(Reuters) - Canadian telecom services provider Bell Aliant Inc BA.TO posted a 12 percent fall in fourth-quarter profit as it took a restructuring charge, and said it plans lower capital expenditure this year.
Bell Aliant shares were up about 2 percent at C$26.05 in early trade on the Toronto Stock Exchange on Tuesday.
Net income fell to C$70.3 million ($70.38 million), or 31 Canadian cents per share, from C$80 million, or 35 Canadian cents per share, a year earlier.
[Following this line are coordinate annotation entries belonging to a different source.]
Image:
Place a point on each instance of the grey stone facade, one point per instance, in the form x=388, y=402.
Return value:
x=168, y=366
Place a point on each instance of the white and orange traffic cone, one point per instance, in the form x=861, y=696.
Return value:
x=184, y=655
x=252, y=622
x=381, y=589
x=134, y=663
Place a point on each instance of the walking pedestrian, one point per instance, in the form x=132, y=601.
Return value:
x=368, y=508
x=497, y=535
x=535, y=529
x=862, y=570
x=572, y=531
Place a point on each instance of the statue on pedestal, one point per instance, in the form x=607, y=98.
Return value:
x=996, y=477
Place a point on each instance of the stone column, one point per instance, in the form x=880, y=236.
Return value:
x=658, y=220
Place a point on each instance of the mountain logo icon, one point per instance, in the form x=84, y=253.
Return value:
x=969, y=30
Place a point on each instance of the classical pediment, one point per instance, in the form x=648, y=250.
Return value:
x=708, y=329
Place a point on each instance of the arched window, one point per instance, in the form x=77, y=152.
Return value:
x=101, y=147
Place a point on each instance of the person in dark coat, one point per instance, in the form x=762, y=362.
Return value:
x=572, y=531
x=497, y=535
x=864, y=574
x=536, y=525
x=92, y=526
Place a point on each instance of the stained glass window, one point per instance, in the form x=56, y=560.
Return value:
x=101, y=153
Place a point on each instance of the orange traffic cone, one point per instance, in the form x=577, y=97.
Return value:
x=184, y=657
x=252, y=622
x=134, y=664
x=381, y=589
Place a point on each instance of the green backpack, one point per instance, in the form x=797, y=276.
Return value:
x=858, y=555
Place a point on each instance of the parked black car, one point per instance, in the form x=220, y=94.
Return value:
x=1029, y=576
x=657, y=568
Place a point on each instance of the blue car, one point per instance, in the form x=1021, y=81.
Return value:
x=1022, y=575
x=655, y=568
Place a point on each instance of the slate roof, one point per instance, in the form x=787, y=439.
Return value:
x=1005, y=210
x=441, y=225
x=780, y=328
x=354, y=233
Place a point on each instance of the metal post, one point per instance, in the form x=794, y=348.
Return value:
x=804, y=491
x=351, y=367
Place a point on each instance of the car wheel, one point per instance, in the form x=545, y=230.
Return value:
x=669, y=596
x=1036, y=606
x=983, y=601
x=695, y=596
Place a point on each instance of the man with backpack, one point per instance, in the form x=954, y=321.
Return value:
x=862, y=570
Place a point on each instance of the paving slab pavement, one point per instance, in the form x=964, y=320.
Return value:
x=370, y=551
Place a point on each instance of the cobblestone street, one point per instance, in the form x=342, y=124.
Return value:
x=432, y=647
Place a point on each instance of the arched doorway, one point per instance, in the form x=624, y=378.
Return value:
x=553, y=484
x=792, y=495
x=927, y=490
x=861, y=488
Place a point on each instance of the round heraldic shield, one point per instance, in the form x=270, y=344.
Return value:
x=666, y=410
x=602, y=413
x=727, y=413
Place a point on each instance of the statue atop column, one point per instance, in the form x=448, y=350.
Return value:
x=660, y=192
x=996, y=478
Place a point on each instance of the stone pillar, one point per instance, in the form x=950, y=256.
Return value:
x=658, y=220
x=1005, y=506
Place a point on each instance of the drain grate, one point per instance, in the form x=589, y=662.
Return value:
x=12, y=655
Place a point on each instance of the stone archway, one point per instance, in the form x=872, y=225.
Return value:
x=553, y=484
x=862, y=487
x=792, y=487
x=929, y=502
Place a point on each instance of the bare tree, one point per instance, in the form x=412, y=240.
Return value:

On an adjusted basis, the company earned 37 Canadian cents per share. Analysts were expecting a first-quarter profit of 41 Canadian cents per share, according to Thomson Reuters I/B/E/S.
Operating revenue fell 0.8 percent to C$694.8 million due to a decline in local and long distance revenues. Analysts were looking for C$697.1 million.
The company, a unit of BCE Inc (BCE.TO) - Canada’s biggest telecom company, forecast adjusted per-share earnings of C$1.45 to C$1.75 for 2013, compared with the C$1.63 per share it earned on an adjusted basis in 2012.
Bell Aliant, which reported operating revenue of C$2.76 billion in 2012, said it expects the figure this year to range between C$2.73 billion and C$2.81 billion.
The company also said it plans capital expenditure of C$525 million to C$575 million this year, down from the C$592 million it spent in 2012. The number is lower as it will not have to take non-recurring startup costs related to hanging fiber to home in central Canada, CEO Karen Sherriff said on a conference call.
Local service revenue fell 4.8 percent to C$288.9 million. Long distance revenue was down 11.6 percent at C$79.2 million.